The decline is attributed to a sharp rise in loan loss provision to cover credit risks on customers whose cash flow has been impacted by COVID-19.
The lender says it set aside Kes. 14.3 billion during the period ending 30th September 2020 to cover non-performing loans compared to Kes. 1.3 billion in 2019.
The 86% rise in loan cover comes was due to the fact that despite the raging health pandemic, the lender managed to increase loan issuance which saw its loan book expand 30% book from Kes 348.9 billion in September 2019 to Kes 453.9 billion.
This saw interest earnings from loans grow by 22% to Kes 39.3 billion compared to Kes 32.3 billion during the same period last year as investment in government securities grew 34%.
“We grew our loan book by 30% year on year in order to support our customers who saw opportunities of green shoots and diversification in the COVID-19 environment. Most of the new opportunities we funded were in manufacturing of PPE’s, logistics, online businesses, agro-processing, fast-moving consumer goods, and agriculture value chains,” said Dr.
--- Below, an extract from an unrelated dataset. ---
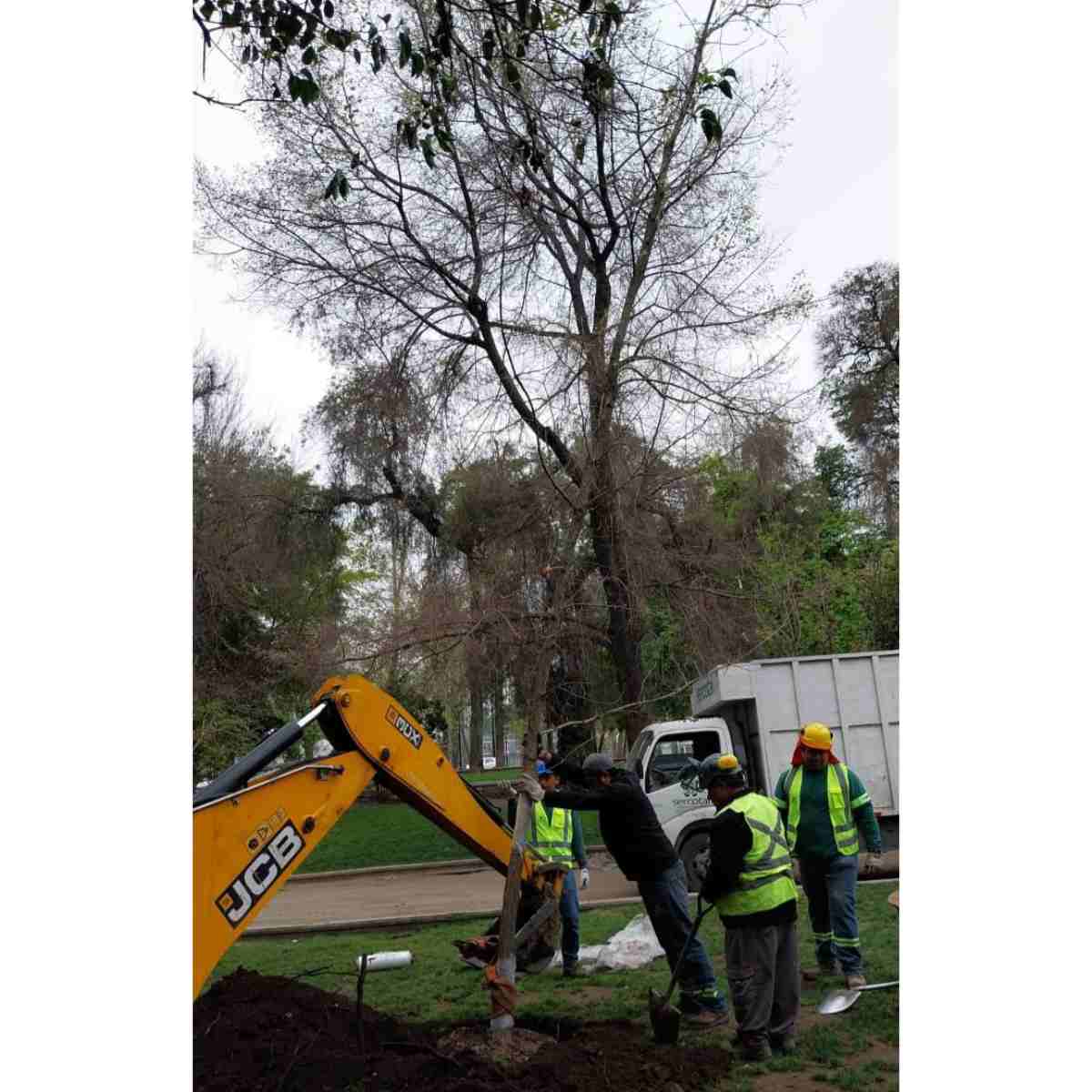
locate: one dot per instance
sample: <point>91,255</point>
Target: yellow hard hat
<point>817,736</point>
James Mwangi, Equity Group CEO.
Non-funded income on the other hand grew 11% to Kes 24.4 billion from Kes 22 billion with total income growing by 17% to Kes 63.7 billion from Kes 54.3 billion.
Operating costs before provision grew by 8.16% with profit before provisions growing by 30.65%, the bank said.
The 45% growth in customer deposits to Kes 691 billion was driven by the 51% growth registered in its operations in Uganda, 21% growth in Kenya, and an additional Kes 130 billion it amassed from the acquisition of BCDC in the Democratic Republic of Congo.
The Group says its Kenyan operations which have been a key catalyst for growth is now being countered by favorable performance in regional subsidiaries which now account for 40% of total deposits, 39% total assets, 33% of the loan book, 30% of revenue and 25% of the Group’s profit before tax.
The balance sheet of the Group grew by 38% from Kes. 677.1 billion to reach Kes. 934 billion.